Project CARS 2 also includes all the statistics on your driving that you could ever want. Among the stats included are total time spent driving, time and distance traveled in each car, track, preferred track—the list goes on. You can choose to display your first and last name, country, and initials (which show up on leaderboards and in-game scoreboards), all of which is fairly standard stuff. But you can also use the impressive photo mode to frame up a perfect shot of you in action to share with the world. You are also able to share pictures and full replays of races you participated in (provided the races aren’t too lengthy).
Project CARS 2 includes High Dynamic Range (HDR) support. So, for those playing on a compatible television, the blues of the sky will pop out against the greens of the grass of the infield as you fly by the scenery on your way to the podium. Yet, the overall graphical quality on display here left me wanting so much more. It was a challenge to determine what, exactly, it was that was causing me to feel this way about Project CARS 2. Finally, in examining my screen captures, I figured it out: the car models are exquisite, but the environment (apart from the sky/dynamic lighting system) was left lacking. While the LiveTrack 3.0 features are impressive, they come at what must be a hefty computing cost. This means that although the track and wear-and-tear effects on vehicles may be the most realistic in a racing game to date, the game itself can’t present the highest level of detail unless you are on particularly beefy hardware.
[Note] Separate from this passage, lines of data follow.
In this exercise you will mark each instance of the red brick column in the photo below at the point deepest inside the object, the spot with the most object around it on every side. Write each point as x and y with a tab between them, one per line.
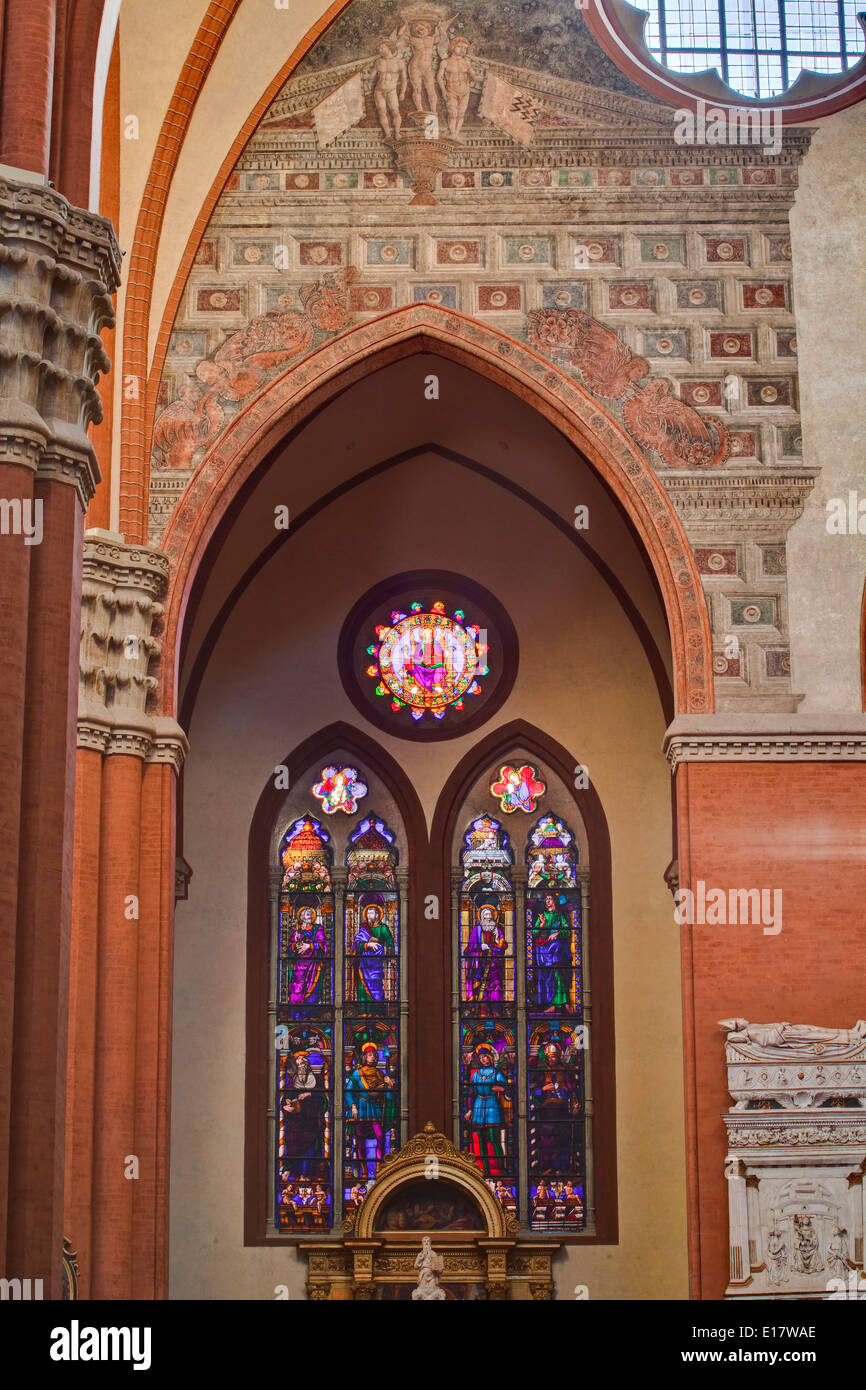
45	894
153	1059
82	1009
116	1203
60	267
793	823
15	485
114	1111
28	84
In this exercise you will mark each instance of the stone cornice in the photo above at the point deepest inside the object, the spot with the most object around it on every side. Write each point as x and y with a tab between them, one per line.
60	268
39	218
766	738
109	560
748	498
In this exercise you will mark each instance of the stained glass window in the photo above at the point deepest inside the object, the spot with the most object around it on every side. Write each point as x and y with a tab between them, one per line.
758	46
338	1015
305	1032
521	1037
339	788
488	1059
556	1037
371	1054
427	660
517	788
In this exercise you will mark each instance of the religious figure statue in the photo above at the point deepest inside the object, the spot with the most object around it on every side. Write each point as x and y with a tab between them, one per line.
837	1253
777	1257
389	88
487	1087
806	1250
484	954
795	1036
373	948
430	1266
306	941
453	77
370	1111
552	950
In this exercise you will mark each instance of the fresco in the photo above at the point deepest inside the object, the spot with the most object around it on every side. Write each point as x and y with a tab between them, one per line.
492	161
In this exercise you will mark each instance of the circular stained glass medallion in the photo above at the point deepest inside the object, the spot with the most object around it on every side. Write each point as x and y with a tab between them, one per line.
427	659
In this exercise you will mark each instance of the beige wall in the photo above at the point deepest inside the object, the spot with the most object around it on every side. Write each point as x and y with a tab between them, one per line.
826	571
273	681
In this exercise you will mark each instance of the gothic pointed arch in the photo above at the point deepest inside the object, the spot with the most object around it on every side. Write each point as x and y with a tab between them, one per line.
292	396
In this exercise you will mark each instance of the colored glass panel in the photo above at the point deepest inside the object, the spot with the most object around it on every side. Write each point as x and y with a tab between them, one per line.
555	1034
517	788
339	788
371	1045
427	660
305	1015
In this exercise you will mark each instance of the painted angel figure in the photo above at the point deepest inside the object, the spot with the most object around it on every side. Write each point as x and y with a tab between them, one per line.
453	77
389	89
424	38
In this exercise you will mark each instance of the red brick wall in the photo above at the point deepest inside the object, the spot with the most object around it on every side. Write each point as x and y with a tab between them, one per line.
793	826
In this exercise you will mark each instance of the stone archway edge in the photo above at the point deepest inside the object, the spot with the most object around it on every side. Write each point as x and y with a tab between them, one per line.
287	399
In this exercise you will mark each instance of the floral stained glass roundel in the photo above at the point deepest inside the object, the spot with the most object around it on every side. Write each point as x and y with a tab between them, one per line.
427	660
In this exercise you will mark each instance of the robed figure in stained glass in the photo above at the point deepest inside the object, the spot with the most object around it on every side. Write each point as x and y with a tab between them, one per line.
553	1104
373	948
484	954
487	1087
552	950
370	1109
306	943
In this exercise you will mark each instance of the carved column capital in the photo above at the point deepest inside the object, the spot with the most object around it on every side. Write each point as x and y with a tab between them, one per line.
121	612
60	268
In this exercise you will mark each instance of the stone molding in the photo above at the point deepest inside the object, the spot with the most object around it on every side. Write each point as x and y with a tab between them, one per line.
121	610
766	738
747	499
61	266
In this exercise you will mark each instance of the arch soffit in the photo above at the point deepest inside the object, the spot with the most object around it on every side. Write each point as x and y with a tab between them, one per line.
293	395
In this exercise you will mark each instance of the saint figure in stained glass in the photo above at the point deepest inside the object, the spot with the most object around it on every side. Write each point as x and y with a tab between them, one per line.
552	951
485	952
485	1114
370	1111
373	947
306	941
517	788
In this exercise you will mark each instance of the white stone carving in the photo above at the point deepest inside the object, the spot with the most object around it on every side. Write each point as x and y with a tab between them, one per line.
430	1266
797	1173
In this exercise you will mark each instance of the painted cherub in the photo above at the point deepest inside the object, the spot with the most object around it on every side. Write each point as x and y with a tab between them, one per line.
453	77
424	38
391	79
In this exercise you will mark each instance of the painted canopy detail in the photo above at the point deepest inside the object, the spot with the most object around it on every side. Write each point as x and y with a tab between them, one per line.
339	790
517	788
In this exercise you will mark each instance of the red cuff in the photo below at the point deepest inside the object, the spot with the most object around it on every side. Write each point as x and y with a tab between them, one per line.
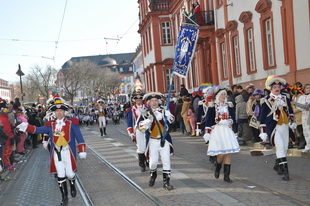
208	130
130	130
262	128
82	147
31	129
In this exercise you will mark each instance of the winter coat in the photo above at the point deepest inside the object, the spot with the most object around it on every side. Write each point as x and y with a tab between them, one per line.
240	108
178	109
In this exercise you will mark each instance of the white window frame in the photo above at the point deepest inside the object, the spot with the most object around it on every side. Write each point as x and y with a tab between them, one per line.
236	52
224	60
168	75
269	42
166	32
251	49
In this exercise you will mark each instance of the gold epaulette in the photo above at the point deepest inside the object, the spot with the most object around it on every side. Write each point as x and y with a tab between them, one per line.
211	104
262	100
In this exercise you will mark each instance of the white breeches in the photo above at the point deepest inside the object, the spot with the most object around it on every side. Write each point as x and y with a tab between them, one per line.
102	122
141	142
64	167
281	140
155	150
306	129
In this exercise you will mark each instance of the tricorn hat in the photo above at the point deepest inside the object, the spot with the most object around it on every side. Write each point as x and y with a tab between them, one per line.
272	80
2	103
137	95
58	104
100	101
151	95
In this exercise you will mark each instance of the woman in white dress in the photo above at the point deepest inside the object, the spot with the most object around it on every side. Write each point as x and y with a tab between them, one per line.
304	105
222	139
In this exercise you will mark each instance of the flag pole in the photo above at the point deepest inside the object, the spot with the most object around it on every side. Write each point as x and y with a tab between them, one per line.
170	90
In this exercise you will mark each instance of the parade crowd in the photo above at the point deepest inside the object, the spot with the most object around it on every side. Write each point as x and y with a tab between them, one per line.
277	115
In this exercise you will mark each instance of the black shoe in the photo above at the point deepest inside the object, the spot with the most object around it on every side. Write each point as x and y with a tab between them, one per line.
166	178
64	201
218	167
227	173
152	178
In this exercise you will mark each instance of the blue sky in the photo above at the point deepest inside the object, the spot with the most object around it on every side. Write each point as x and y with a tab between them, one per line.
30	28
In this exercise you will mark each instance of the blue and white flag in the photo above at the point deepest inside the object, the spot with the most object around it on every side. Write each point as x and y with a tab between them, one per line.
184	50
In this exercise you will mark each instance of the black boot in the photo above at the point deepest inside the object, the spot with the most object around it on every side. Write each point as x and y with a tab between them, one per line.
302	142
227	173
218	167
212	159
284	166
62	183
277	168
141	158
153	177
72	187
166	178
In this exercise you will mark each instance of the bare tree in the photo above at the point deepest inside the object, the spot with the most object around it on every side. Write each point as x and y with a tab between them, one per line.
39	82
77	76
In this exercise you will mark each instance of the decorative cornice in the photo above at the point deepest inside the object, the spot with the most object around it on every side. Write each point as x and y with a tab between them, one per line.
220	32
245	16
263	5
231	25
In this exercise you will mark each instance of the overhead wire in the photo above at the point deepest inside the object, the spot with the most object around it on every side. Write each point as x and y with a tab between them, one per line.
62	20
125	34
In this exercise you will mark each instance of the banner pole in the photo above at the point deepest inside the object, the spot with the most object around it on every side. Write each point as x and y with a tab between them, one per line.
167	108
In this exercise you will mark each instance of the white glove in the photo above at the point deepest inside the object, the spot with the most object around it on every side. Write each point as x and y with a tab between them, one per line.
263	136
22	126
206	137
82	155
145	124
159	116
132	136
198	132
168	114
293	125
224	122
45	144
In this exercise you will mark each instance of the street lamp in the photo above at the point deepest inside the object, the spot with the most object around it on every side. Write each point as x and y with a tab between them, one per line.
137	85
20	74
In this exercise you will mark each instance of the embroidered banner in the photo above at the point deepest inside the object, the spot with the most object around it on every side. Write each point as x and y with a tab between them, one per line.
185	48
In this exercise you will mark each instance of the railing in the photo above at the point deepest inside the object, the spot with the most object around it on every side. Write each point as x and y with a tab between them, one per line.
202	18
160	5
208	17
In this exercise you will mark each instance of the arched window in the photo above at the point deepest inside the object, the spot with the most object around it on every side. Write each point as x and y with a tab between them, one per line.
248	30
232	27
266	22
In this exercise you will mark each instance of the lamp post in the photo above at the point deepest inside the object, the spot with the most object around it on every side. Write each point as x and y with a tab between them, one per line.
20	74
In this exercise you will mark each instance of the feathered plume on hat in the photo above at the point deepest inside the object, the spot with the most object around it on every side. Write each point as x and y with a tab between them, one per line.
272	80
58	104
100	101
151	95
137	95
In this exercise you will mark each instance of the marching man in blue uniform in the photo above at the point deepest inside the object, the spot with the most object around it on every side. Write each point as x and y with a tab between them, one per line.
136	114
275	119
154	127
63	132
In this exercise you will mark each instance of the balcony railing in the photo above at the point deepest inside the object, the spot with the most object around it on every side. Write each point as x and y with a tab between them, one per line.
208	17
160	5
202	18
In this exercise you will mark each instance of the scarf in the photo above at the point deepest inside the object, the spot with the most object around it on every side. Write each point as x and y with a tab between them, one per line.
59	124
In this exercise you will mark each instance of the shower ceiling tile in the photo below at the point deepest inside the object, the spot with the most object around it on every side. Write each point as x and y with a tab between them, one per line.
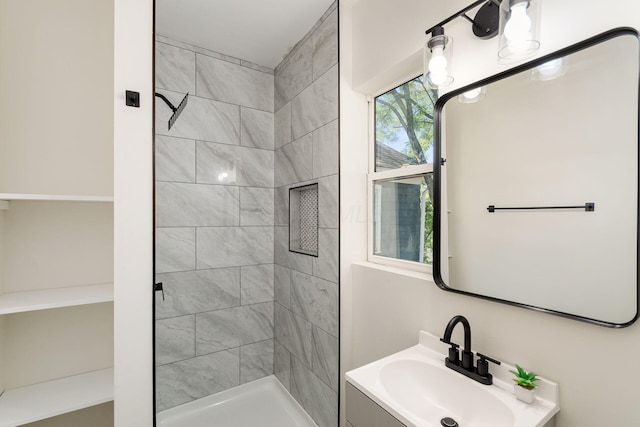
317	105
282	126
202	119
275	25
325	45
175	68
235	84
294	74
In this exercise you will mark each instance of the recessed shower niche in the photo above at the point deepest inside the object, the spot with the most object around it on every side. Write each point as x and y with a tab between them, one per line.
303	219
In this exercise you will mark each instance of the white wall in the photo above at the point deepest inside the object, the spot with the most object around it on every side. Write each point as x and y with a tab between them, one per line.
386	309
53	53
133	214
353	169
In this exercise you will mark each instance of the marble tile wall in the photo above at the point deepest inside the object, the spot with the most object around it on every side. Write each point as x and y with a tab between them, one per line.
306	288
215	223
238	304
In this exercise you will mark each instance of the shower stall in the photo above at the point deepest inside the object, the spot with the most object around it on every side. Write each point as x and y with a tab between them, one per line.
247	229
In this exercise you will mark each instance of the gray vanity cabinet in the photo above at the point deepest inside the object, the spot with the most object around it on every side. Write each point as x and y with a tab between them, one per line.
364	412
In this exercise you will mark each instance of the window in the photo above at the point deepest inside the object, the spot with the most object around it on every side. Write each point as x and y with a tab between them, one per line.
401	181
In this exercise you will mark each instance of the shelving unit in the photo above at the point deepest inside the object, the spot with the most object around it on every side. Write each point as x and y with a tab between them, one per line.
56	216
19	302
44	400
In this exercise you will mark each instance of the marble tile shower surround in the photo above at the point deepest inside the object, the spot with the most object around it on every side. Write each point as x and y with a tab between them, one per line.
245	308
306	288
214	183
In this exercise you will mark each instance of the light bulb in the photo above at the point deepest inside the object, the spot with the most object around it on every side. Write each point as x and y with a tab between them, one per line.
518	26
550	68
438	62
473	93
438	77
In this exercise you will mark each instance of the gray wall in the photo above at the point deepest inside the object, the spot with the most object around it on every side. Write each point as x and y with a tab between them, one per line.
306	287
214	219
216	242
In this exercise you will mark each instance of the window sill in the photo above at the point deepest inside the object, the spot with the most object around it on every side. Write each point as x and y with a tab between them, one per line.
396	270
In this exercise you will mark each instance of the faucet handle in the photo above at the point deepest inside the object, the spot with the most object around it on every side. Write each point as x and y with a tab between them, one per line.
453	351
449	342
483	365
490	359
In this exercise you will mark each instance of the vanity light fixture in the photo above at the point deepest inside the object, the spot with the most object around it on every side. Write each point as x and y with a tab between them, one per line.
437	59
517	21
550	70
472	95
519	27
438	50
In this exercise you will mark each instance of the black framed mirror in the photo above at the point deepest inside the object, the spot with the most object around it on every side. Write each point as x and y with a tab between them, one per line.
536	193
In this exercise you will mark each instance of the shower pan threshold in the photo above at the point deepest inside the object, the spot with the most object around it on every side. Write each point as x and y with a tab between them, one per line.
264	402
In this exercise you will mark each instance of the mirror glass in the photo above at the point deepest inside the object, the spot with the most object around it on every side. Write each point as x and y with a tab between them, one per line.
552	146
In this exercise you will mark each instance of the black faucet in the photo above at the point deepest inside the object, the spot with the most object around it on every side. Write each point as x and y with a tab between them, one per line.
465	366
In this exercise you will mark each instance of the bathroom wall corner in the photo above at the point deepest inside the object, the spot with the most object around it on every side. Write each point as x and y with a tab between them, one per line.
307	287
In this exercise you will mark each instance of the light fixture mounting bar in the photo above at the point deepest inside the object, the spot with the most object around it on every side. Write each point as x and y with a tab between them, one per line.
463	14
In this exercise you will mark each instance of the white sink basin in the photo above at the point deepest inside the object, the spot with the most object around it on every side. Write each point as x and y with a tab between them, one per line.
405	381
417	388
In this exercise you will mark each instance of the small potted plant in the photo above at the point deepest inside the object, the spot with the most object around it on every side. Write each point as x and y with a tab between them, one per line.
524	387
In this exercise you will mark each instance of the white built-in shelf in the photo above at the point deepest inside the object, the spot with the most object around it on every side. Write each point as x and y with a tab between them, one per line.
45	400
18	302
53	198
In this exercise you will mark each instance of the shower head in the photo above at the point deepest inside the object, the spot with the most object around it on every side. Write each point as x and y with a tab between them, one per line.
176	110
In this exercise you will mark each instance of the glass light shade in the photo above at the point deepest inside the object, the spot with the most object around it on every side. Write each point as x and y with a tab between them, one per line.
438	52
472	95
550	70
519	29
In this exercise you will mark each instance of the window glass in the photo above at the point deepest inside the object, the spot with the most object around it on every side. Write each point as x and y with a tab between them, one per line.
404	126
403	218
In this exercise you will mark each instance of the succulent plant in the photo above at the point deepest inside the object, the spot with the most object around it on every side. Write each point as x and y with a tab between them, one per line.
524	379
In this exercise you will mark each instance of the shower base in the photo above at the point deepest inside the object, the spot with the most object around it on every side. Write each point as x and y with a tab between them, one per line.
264	402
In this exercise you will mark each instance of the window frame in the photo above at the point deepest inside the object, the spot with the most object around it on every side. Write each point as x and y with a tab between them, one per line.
372	176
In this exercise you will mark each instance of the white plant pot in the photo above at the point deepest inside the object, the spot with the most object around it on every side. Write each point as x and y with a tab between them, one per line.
523	394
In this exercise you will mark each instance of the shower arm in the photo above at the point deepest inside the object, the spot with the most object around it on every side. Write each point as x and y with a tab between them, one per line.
164	98
176	110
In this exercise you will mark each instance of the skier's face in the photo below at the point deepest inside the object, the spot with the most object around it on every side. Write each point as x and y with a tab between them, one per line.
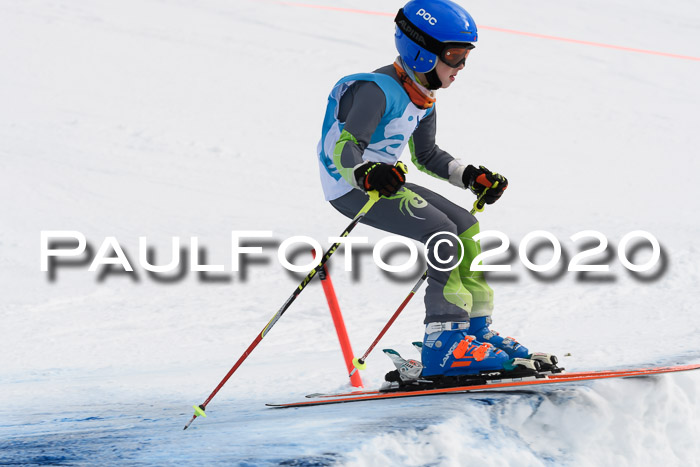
446	73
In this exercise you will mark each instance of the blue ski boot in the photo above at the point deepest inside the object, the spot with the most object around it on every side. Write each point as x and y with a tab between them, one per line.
479	327
450	351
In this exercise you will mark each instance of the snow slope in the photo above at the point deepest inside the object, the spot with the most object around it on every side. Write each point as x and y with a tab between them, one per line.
171	118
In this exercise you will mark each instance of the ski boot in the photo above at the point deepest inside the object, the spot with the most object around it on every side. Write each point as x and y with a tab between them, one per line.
479	327
448	350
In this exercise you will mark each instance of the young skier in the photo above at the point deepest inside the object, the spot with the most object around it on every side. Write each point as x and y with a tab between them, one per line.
369	120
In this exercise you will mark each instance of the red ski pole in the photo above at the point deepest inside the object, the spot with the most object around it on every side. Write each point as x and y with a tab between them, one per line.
359	363
199	409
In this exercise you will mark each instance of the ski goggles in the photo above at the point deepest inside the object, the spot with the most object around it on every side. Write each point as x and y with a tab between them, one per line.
454	55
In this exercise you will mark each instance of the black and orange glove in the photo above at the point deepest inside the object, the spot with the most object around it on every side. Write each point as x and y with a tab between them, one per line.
385	178
478	180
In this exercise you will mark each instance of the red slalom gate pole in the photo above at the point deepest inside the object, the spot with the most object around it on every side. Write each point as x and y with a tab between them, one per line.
339	322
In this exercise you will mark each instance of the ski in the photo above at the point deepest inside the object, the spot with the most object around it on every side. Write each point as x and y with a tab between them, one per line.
502	384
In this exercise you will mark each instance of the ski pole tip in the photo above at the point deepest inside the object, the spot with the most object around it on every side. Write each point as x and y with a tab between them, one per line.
359	364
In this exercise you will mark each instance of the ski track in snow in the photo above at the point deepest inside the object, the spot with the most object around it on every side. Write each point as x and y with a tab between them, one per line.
114	124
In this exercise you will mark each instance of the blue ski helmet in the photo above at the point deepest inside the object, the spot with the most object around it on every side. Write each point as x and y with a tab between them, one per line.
423	27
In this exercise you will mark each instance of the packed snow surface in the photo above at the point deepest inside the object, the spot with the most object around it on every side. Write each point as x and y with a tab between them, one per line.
175	118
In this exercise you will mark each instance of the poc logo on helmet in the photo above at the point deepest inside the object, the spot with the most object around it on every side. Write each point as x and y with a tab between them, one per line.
427	16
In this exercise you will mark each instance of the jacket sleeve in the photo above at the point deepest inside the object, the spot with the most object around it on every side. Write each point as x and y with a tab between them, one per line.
361	109
429	158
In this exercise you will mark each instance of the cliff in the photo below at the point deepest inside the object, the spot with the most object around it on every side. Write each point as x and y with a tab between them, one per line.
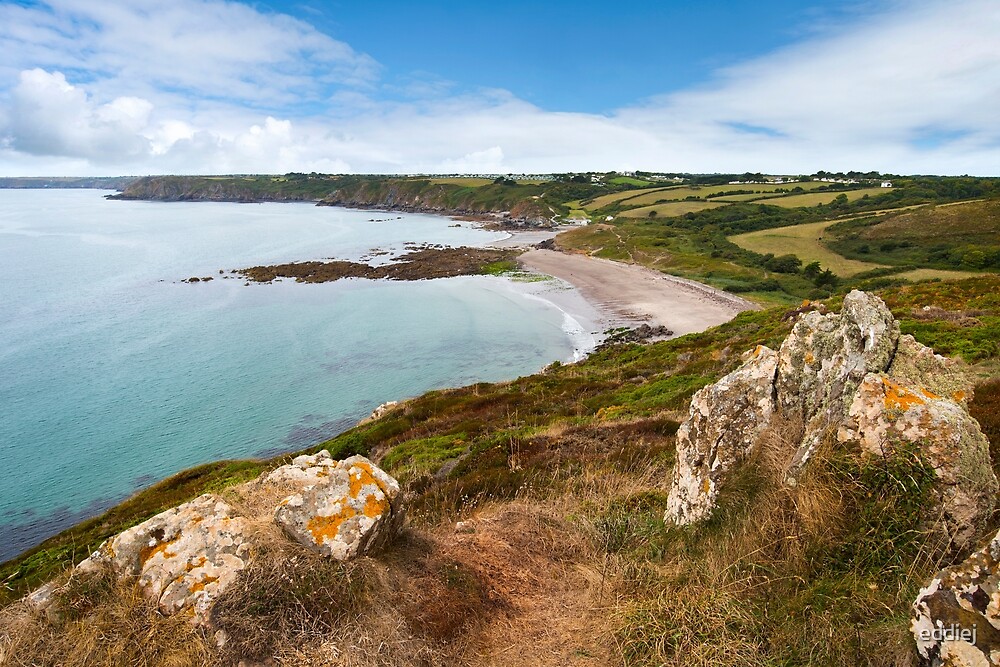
519	204
535	513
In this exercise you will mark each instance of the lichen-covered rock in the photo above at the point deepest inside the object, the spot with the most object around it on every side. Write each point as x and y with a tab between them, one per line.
825	358
918	366
353	511
849	374
723	424
885	414
303	471
184	558
956	618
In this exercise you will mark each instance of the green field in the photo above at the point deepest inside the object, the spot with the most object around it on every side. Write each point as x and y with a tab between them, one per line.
805	242
760	189
612	197
670	209
461	180
814	198
628	180
802	241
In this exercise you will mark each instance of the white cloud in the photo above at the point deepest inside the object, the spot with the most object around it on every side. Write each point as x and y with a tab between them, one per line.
913	89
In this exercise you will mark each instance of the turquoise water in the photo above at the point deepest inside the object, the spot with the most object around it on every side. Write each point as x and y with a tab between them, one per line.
113	374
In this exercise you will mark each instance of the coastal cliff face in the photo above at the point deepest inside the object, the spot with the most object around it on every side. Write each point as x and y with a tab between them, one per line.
521	205
535	516
200	188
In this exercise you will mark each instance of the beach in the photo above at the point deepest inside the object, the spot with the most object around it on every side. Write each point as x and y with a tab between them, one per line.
627	294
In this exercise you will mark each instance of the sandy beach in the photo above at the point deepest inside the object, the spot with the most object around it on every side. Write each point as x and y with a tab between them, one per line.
629	293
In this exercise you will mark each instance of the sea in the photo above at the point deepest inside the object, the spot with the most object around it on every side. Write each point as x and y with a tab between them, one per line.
115	374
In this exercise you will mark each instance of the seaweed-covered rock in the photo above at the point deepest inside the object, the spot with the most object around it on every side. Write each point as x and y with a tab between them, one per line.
184	558
918	366
852	375
956	617
354	511
722	427
886	414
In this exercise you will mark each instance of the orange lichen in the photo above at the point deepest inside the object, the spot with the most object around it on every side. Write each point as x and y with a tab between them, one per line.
898	397
374	506
361	477
158	548
200	586
324	528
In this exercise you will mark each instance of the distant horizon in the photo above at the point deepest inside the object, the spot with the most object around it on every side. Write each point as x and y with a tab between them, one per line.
450	87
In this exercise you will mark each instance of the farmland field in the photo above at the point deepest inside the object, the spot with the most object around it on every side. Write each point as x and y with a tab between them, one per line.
461	180
670	209
804	242
652	196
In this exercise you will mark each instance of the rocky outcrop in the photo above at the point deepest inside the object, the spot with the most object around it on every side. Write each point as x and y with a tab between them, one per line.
724	422
956	617
185	558
886	415
848	377
825	358
353	511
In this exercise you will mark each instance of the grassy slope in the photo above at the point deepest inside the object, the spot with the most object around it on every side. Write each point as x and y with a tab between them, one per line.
779	577
958	235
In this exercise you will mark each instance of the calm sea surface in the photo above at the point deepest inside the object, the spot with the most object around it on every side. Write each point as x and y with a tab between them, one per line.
113	374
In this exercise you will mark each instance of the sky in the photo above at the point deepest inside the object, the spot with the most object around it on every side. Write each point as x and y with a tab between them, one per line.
106	87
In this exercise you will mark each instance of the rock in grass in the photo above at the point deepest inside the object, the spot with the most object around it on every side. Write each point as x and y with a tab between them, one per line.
956	617
305	470
825	358
354	511
184	558
724	422
853	374
887	415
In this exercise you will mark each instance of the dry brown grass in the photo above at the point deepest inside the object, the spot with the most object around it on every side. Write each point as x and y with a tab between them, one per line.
98	622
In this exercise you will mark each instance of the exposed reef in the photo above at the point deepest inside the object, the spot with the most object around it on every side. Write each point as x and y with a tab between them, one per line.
421	264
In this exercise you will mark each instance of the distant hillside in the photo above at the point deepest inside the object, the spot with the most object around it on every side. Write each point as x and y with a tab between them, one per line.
534	203
963	235
94	182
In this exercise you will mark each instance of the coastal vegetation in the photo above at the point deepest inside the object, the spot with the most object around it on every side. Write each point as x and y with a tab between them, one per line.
539	502
561	475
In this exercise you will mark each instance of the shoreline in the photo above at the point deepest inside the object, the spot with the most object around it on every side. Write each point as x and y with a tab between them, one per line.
630	295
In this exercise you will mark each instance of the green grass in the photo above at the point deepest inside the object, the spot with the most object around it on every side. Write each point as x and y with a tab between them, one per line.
955	236
815	198
670	209
628	180
804	241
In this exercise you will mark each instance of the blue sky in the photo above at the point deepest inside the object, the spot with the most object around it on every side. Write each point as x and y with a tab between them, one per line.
214	86
566	56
As if to verify my claims, the PlayStation 4 Pro I was running the game on barely broke a sweat in all the modes that Project CARS 2 has to offer. There are no options to enable extra graphical fidelity on the PS4 Pro, either. Considering the level of detail on every other aspect of this racer, the loss of some of the shine present in games such as Driveclub are not really noticeable because the rest of the game is a pleasure to play. Certainly, graphics are not everything in a racing game.
Audio is very important for any racing game. Project CARS 2 delivers authentic sound work, and it even includes a slight muffling effect when you enter the cockpit helmet camera view. However, some of the lower-tier cars sound very generic. The differences in audio quality become more apparent in the replay engine. Cars which are some distance from the camera hardly sound any quieter than those that are passing right by, which results in some less-than-exhilarating replays.
Project CARS 2 is a solid entry, and a good continuation of the series. A solid focus in its career mode combine with tight community integration, which all mixes with a heaping helping of esports activities, giving fans and new racers alike plenty of reasons to buy Project CARS 2. While it may not boast the best visuals of console racing games, and the replay engine could’ve used a bit more polish, these are minor faults in an overall fun racing simulator. See you on the track.